Lalu, selanjutnya saya tidak ingat prosedur apa lagi. Prosedur menyuntikkan obat bius menjadi momen menakutkan. And i had it twice. Rasanya ampun-ampunan, sakit. I would not sugarcoat here but yeah it hurts. All of the procedures before surgery are hurts. And after surgery, it would be totally awful and there was nothing i would felt beside pain, pain, and pain. And i had it twice!
Dan tidak lama setelah obat biusnya bekerja, daerah antara perut kebawah sudah kebas, tidak terasa apa-apa. Kayak kesemutan tapi rasanya tidak nyaman. Bagian perut kebawah dan kepala ditutup dengan selembar kain. Dokternya sudah mulai ambil pisau bedah. "Berdoa ya, Arsy. Kita mulai. Bismillahirrahmanirahim.." kata dokter. Persis seperti yang dia katakan 3 tahun lalu. Ya, dia adalah dokter yang sama menangani saya 3 tahun lalu.
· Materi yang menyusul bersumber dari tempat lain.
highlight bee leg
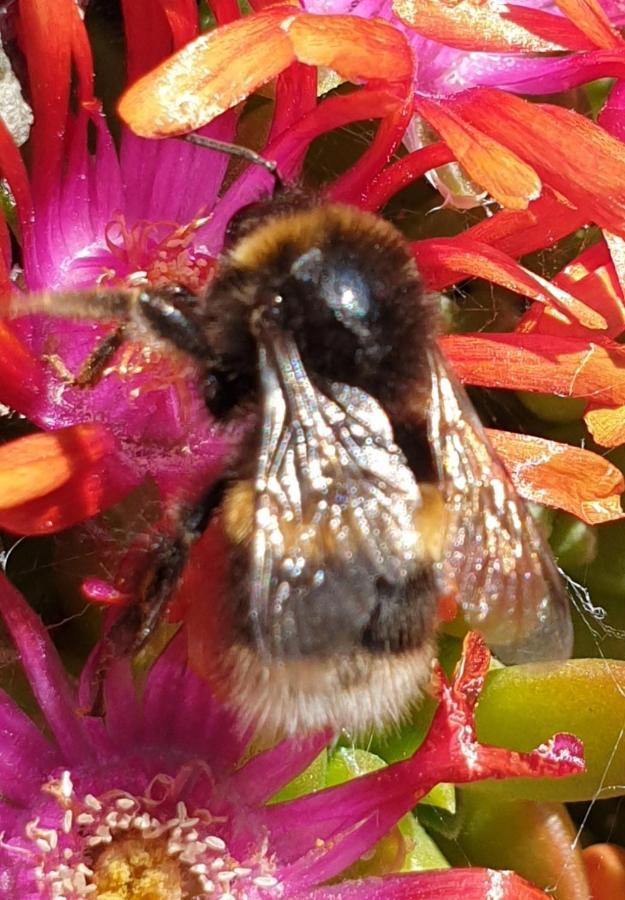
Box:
[86,478,228,716]
[44,325,125,388]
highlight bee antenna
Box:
[179,134,284,188]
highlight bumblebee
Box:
[6,191,571,736]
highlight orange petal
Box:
[119,5,413,137]
[393,0,577,53]
[463,185,587,256]
[412,237,607,329]
[415,97,541,209]
[0,425,111,510]
[487,429,625,525]
[584,406,625,447]
[582,844,625,900]
[446,88,625,235]
[119,6,301,137]
[283,15,413,83]
[555,0,623,50]
[439,332,625,406]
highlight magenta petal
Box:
[304,869,546,900]
[143,634,249,771]
[0,691,61,804]
[120,111,236,224]
[24,113,123,291]
[231,731,332,805]
[0,575,93,763]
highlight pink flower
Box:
[0,578,584,900]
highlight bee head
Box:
[221,203,436,410]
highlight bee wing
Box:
[249,335,421,658]
[428,350,572,663]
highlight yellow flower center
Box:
[92,838,185,900]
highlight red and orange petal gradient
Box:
[0,425,127,534]
[440,332,625,406]
[487,429,625,525]
[415,97,541,209]
[436,88,625,235]
[393,0,603,53]
[412,235,607,336]
[119,5,413,137]
[555,0,625,50]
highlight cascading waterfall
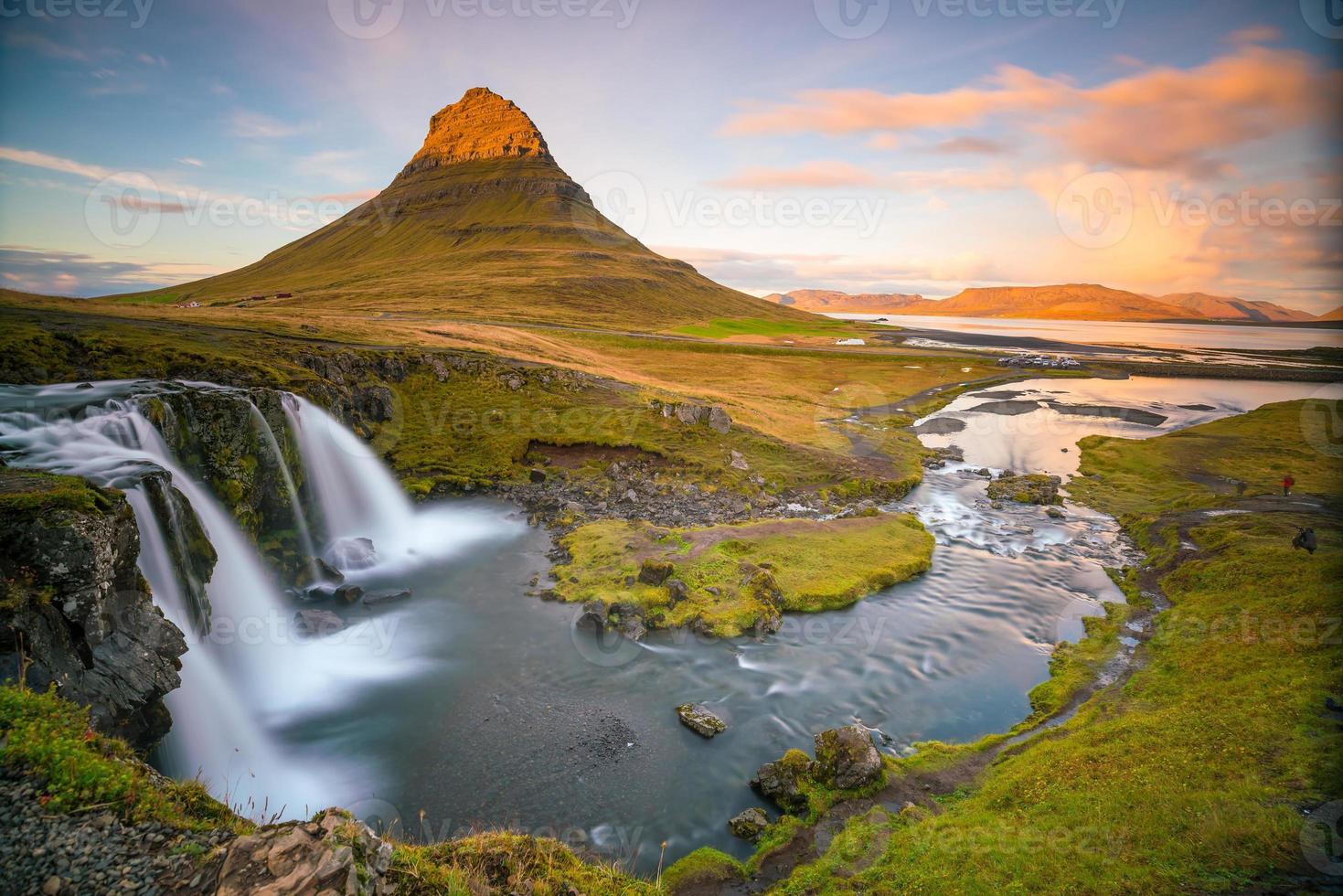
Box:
[0,383,516,818]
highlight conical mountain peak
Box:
[401,88,550,174]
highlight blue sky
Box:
[0,0,1343,310]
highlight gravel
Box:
[0,770,232,896]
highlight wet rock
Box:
[330,539,378,571]
[676,702,728,738]
[988,470,1063,505]
[728,806,770,844]
[813,725,881,790]
[294,556,344,589]
[607,602,649,641]
[217,808,392,896]
[639,558,676,586]
[575,601,610,632]
[352,386,396,423]
[666,579,690,607]
[294,610,346,638]
[0,469,187,748]
[751,750,811,813]
[363,589,412,607]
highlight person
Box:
[1292,528,1320,553]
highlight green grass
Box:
[553,515,933,635]
[778,401,1343,893]
[0,684,251,833]
[0,466,114,516]
[673,315,873,338]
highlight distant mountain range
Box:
[764,283,1327,324]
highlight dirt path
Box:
[696,496,1343,895]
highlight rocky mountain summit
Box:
[401,88,552,176]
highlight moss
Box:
[555,515,933,635]
[0,685,251,831]
[662,847,747,893]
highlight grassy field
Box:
[778,401,1343,893]
[553,515,933,636]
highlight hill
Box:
[1157,293,1315,324]
[902,283,1188,321]
[764,289,932,315]
[765,283,1316,324]
[115,88,799,328]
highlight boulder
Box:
[573,601,610,632]
[676,702,728,738]
[363,589,411,607]
[813,725,881,790]
[666,579,690,607]
[214,808,392,896]
[751,750,811,813]
[728,806,770,844]
[639,558,676,586]
[294,610,346,638]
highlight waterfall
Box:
[0,381,516,819]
Entah berapa lama sejak dokter mulai, tidak lama kemudian terdengar tangis bayi yang kencang. I felt my heart was light, i was relieved. Alhamdulillah. Allah is the greatest. She is healthy and perfect. Saya menangis. I drowned into all of my feelings that time. Feelings that i imppossibly described, then and now. I was reborn. Semua rasa sakit terbayar lunas sejenak. I felt complete, she completed me. It felt like in heaven for a while because of knowing Hana is finally here.